Installation - Yale Center for British Art, New Haven, Connecticut
1991
The Physical Impossibility of Death in the Mind of Someone Living
This is the work that established Hirst as a major presence in the art world.
In addition to his own work, the show featured pieces by sixteen fellow students, including Fiona Rae, Sarah Lucas, and other emerging talents in postmodernist art. [and] exists in its own space." Jeff Koons's Total Equilibrium Tanks (1985), a basketball suspended in a glass case, is an obvious precedent for Hirst's work. In its focus on death, it hearkens back to the Memento Mori (reminders of mortality) images in European still life.

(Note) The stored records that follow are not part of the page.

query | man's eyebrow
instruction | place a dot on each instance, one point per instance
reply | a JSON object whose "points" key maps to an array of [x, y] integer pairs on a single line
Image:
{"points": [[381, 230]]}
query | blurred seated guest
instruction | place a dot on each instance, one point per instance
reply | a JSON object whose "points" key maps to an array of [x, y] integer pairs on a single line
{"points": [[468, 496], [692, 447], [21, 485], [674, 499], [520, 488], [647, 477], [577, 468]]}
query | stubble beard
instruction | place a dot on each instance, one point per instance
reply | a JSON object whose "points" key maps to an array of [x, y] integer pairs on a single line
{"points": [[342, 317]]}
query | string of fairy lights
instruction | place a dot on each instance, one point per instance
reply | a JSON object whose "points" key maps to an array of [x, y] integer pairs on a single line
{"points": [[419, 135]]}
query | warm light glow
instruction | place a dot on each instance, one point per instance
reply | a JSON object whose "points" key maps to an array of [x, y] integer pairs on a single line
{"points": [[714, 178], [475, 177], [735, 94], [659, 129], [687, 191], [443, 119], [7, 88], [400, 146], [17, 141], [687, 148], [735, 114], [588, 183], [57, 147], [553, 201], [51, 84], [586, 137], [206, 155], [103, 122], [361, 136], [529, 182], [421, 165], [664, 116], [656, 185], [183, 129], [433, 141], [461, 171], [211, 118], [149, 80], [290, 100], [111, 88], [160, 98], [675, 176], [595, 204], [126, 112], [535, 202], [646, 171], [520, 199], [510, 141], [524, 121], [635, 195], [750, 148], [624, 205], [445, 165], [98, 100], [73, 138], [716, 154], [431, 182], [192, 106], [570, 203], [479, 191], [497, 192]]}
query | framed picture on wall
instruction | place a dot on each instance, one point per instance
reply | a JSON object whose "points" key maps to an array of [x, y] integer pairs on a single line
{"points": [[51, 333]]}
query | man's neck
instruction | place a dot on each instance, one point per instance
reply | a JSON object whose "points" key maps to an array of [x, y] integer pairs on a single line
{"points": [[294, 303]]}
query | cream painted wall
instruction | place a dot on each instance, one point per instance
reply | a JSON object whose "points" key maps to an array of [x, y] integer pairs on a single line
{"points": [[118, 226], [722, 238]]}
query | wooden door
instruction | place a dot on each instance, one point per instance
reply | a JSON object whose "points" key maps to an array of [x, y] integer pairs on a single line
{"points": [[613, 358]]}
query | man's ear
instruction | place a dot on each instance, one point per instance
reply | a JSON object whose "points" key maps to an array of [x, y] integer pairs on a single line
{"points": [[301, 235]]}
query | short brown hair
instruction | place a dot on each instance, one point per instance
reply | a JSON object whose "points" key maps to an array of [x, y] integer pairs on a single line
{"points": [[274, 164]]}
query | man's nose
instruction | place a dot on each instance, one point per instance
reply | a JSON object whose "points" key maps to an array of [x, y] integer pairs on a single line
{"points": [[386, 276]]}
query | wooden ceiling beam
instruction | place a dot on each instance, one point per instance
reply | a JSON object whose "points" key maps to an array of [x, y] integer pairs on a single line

With all the trappings and none of the personnel, the space seems potentially sinister. For instance, after his diamond skull (For the Love of God, 2007) originally failed to sell for its £50 million asking price, British artist Laura Keeble created an inexpensive replica and photographed it in the trash outside London's White Cube gallery for a work she titled Forgotten Something? Similarly, in 2009, Spanish artist Eugenio Merino displayed a sculpture of Hirst in a glass case, shooting himself in the head, titled 4 The Love of Go(l)d.
Or the butterflies still being beautiful even when dead." He admitted it was, "a crazy thing to do when in the end it's all art." The previous year, Hirst had displayed a significantly gorier work entitled A Thousand Years (1990), a glass case with maggots feeding off a bloody cow's head, which attracted the attention of Charles Saatchi, who would become his most important financial backer.
These ideas are investigated in the installation Pharmacy(1992) as well as in the ‘Medicine Cabinets’ and ‘Instrument Cabinets’ which display a cornucopia of reflective, precision-tooled surgical implements within steel and glass cases.